Jimmy Wales wrote:
Timwi wrote:
This is assuming that the larger part of the cost of textbooks is copyright licenses. I would imagine that it is instead the production costs of actual books, and obviously free content won't help that.
I agree that it would be very helpful to us to have a better understanding of the tradeoffs but I also wanted to point out that it's a bit more complex than just copyright license + cost of production here.
Our work is free-as-in-beer but also free-as-in-speech. So the point is not _just_ that a potential producer of paper texts saves on the cost of copyright licensing but also....
- They don't need to get permission from anyone at all, they can just
get started in any small and tiny way they see fit (or in any large and mass-produced way they see fit)

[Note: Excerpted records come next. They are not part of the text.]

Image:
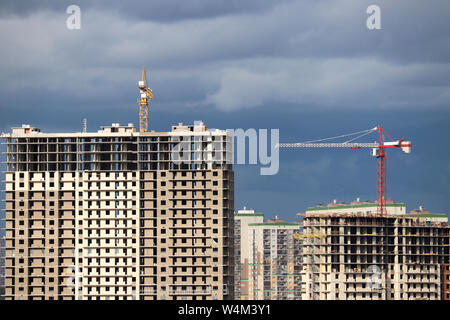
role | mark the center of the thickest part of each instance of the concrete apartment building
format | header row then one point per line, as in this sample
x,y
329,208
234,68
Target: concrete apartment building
x,y
268,258
2,261
116,214
351,253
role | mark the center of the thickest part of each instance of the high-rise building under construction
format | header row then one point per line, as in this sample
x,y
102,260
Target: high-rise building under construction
x,y
352,253
268,258
119,214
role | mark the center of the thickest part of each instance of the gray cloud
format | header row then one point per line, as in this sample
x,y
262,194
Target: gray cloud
x,y
209,54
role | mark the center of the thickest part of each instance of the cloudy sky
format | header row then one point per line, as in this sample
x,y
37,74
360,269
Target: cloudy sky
x,y
309,68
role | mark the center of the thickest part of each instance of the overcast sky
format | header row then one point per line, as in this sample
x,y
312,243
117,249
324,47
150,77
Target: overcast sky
x,y
310,68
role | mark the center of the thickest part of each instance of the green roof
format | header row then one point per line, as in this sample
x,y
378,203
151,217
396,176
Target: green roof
x,y
427,215
268,224
345,206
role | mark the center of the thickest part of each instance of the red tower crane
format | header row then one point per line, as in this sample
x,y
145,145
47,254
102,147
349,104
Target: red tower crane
x,y
378,151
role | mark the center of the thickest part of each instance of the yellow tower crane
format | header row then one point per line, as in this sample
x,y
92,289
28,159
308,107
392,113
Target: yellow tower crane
x,y
146,95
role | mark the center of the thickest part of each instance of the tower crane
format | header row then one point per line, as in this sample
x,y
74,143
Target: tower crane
x,y
145,95
378,151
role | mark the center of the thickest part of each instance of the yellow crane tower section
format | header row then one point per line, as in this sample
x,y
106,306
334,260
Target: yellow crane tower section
x,y
145,96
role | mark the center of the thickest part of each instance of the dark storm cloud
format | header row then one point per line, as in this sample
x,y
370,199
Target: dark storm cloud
x,y
236,56
156,10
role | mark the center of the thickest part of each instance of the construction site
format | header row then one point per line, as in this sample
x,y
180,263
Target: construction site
x,y
268,258
352,253
127,214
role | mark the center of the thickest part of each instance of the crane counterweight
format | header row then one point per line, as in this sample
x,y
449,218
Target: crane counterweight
x,y
145,96
378,151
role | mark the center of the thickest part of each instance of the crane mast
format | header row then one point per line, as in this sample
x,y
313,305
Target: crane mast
x,y
145,96
378,151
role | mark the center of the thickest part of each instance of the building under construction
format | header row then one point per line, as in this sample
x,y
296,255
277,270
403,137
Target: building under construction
x,y
119,214
353,253
268,258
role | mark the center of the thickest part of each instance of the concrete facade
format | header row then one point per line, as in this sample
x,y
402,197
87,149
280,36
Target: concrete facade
x,y
351,253
113,214
269,261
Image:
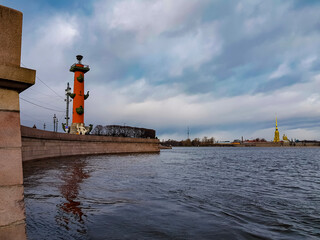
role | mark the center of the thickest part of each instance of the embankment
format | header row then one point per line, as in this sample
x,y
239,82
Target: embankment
x,y
39,144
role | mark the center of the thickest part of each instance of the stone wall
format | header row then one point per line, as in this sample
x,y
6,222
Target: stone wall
x,y
39,144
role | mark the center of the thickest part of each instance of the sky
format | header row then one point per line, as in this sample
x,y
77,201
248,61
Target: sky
x,y
223,69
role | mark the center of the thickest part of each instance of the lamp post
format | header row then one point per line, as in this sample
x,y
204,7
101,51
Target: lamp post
x,y
68,100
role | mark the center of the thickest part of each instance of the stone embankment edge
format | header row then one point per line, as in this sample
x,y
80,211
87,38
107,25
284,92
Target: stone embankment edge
x,y
39,144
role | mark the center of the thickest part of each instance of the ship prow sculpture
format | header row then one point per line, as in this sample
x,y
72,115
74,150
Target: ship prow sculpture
x,y
78,96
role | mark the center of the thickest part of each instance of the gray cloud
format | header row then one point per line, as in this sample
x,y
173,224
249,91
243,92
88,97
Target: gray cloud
x,y
219,67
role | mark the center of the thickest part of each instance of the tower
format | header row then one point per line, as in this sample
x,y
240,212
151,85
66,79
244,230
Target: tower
x,y
78,96
276,133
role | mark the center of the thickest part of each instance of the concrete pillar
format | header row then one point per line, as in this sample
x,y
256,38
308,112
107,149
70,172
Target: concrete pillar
x,y
13,80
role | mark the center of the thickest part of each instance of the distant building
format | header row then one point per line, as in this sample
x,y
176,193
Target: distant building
x,y
276,133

- There can be many competitors in a market ecosystem of provision of
content, rather than a single licensee attempting to capture some monopoly rents
I think that we are already well on the way to dealing with the copyright issues. The free-as-in-speech will probably need to be dealt with one jurisdiction at a time.
To-day's off-the-shelf Microsoft product does not come with the huge array of manuals that would have come with its ten-year old counterpart. Instead we need to make do with electronic files that are nowhere near as useful as a book that you can hold in your hand and leaf through. Reducing production costs has a clear effect on the Microsoft bottom line.
Whether we or a downstream user converts the material to a paper product the production costs will always be there. Simply clarifying permissions is still a long way from getting the material to those who need it most. Any producer will at least want to see its costs covered.